Saturday, November 19, 2011

Out and About

A rarity... but so very beautiful.
A little while back I read an article online somewhere (can't recall, BabyBrain!) about a mother who classified herself as a 'Stay At Home Mum'. Not a 'I am a Mum who doesn't leave the house to work' kind of stay at home Mum, but the kind who stays at home with her kids. As in, everything she does with her kids is home based. I have friends who are the complete opposite to this and live with their kids in the car, zipping around doing all sorts of outings.

I confess, I too am one of these Stay At Home Mums. Why? The few times Millie has kicked up a fuss in the car seat for prolonged periods of time (68km is the new record as of last week) I'm scarred enough to not want a repeat performance. I rattle easily and a screaming, howling muffin in my back seat is really distressing and distracting and makes me feel unsafe driving.

I hear you saying 'Why don't you just stop to settle bub?' I have and I do. She is calmed when we stop and have a cuddle/feed/remove jumper/replace jumper/find a toy but as soon as we move again... BackSeatAgeddon. I prefer to grin and bear it howl along to just get where we're going.

Once we're at our destination she's fine. Has a blast.
Lunch by the river? Sure!
Playing with friends on the grass? Sure!
A walk around the shops? Sure!
Drive home? NOOOOOOO.

So we stay at home. We occasionally venture out into our town and slightly further afield, but again, the last time we did that she screamed all the way home.

Mr S takes her out on their Daddy Daughter Days and she's relatively fine, and when we go out together with M she's also fine, so I know it's just how I deal with it that's the issue here. I feel trapped a lot. I've let friendships fall by the wayside because I can't bear the thought of venturing out for an hour each way of potential screaming. I'm not proud of that and I hope that by keeping up with emails and phone calls my friends will still be there when we're on the other side of this.

I want to change this.

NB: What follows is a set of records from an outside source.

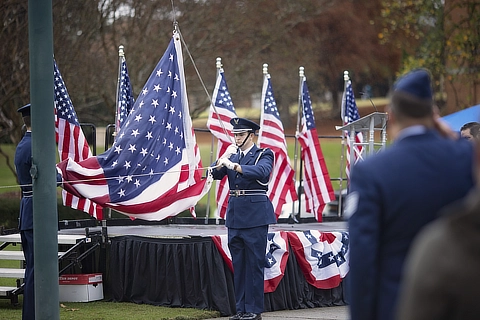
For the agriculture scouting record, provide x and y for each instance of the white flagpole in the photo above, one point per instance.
(346, 78)
(218, 64)
(301, 74)
(121, 56)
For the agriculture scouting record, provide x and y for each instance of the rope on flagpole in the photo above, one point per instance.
(301, 74)
(121, 56)
(346, 78)
(115, 178)
(212, 103)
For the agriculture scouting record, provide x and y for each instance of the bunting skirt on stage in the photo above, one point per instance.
(191, 272)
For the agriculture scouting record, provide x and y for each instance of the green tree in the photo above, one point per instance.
(442, 36)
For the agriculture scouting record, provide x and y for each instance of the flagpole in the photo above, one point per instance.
(121, 56)
(218, 64)
(346, 78)
(301, 74)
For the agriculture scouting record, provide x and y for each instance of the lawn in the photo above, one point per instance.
(331, 150)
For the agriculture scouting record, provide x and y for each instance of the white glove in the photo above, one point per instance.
(227, 163)
(232, 149)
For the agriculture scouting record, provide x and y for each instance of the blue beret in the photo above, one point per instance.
(243, 125)
(25, 110)
(416, 83)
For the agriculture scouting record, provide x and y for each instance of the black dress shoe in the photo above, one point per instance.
(252, 316)
(238, 316)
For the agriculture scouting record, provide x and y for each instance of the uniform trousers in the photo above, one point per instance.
(247, 247)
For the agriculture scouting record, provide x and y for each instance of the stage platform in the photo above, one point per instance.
(199, 230)
(182, 265)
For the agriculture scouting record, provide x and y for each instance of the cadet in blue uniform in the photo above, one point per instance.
(23, 163)
(248, 215)
(395, 193)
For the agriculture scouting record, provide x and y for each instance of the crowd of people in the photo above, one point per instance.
(413, 215)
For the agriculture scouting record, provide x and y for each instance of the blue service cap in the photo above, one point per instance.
(416, 83)
(243, 125)
(25, 110)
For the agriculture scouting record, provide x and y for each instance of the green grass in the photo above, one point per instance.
(102, 310)
(331, 149)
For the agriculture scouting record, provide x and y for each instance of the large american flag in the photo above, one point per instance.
(153, 169)
(125, 98)
(281, 188)
(71, 141)
(219, 116)
(350, 114)
(316, 181)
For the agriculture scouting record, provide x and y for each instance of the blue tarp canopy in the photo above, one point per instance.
(458, 119)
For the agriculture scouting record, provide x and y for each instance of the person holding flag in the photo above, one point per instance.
(249, 213)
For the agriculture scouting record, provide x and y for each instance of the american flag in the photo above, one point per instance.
(276, 256)
(350, 114)
(281, 188)
(153, 169)
(322, 256)
(125, 98)
(221, 112)
(316, 181)
(71, 141)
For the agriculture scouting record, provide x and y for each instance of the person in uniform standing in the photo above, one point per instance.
(395, 193)
(249, 213)
(23, 163)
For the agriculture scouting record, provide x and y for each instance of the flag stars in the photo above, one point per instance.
(135, 133)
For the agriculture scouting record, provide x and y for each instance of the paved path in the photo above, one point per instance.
(325, 313)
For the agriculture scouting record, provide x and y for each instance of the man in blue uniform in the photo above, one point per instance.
(249, 213)
(23, 163)
(396, 192)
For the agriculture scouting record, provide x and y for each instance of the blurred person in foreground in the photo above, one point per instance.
(23, 164)
(470, 130)
(442, 278)
(396, 192)
(249, 213)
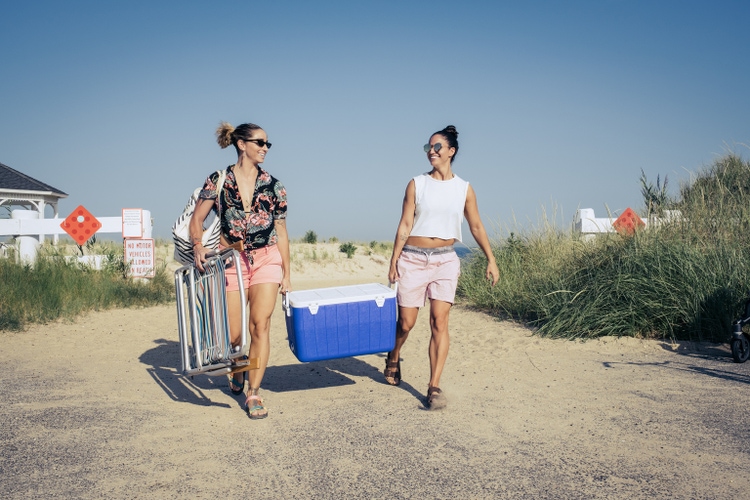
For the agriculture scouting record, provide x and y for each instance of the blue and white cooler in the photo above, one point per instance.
(339, 322)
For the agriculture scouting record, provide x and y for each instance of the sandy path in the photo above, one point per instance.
(96, 409)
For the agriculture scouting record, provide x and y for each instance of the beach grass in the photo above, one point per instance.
(683, 279)
(58, 287)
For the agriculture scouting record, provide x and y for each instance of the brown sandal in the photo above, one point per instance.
(392, 372)
(435, 398)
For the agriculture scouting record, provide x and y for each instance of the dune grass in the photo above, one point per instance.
(59, 288)
(686, 279)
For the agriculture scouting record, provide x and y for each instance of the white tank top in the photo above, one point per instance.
(440, 207)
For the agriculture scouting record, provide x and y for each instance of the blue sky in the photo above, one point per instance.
(559, 105)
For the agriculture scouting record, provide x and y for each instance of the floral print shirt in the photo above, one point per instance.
(257, 229)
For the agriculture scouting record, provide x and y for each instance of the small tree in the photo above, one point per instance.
(348, 248)
(656, 198)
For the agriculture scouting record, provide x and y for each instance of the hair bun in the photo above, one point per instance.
(224, 134)
(450, 129)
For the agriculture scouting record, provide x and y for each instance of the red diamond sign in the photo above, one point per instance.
(628, 222)
(81, 225)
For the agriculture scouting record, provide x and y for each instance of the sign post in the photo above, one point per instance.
(139, 255)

I'm mentally planning all sorts of small outings on our days at home and I'll work up to longer drives.

I don't think I'm the only one that feels like this?

Are you a Stay At Home or a Out and About Mum/Dad?

3 comments:

  1. Amy ... Oh my lord, lady.

    I am exactly the same. Max is exactly the same.

    And I am praying to god I have friend's left at the end of all this :)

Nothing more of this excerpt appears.